EvoStreaming: Your Offline Video Model Is a Natively Streaming Assistant
Zichen Wen, Boxue Yang, Junlong Ke, Jiajie Huang, Chenfei Liao, Junxi Wang, Xuyang Liu, Linfeng Zhang

TL;DR
EvoStreaming introduces a self-evolved framework that adapts offline video-language models for real-time streaming tasks with minimal data and no architectural changes, improving responsiveness and relevance.
Contribution
The paper presents EvoStreaming, a novel self-evolved adaptation method that enhances offline VideoLLMs for streaming without extensive data or model modifications.
Findings
EvoStreaming improves streaming evaluation scores by up to 10.8 points.
It requires only 1,000 self-generated samples, 139 times less than previous methods.
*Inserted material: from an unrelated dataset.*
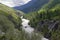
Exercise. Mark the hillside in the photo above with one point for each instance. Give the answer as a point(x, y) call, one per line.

It maintains strong offline video understanding while enhancing streaming interaction.
Abstract
Streaming video understanding demands more than watching longer videos: assistants must decide when to speak in real time, balancing responsiveness against verbosity. Yet most video-language models (VideoLLMs) are trained for offline inference, and existing streaming benchmarks externalize this timing decision to the evaluator. We address this gap with RealStreamEval, a frame-level multi-turn evaluation protocol that exposes models to sequential observations and penalizes unnecessary responses. Under this protocol, we observed that strong offline VideoLLMs retain useful visual understanding but lack an interaction policy for deciding when to respond. Motivated by this observation, we propose EvoStreaming, a self-evolved streaming adaptation framework in which the base model itself acts as data generator, relevance annotator, and roll-out policy to synthesize streaming trajectories…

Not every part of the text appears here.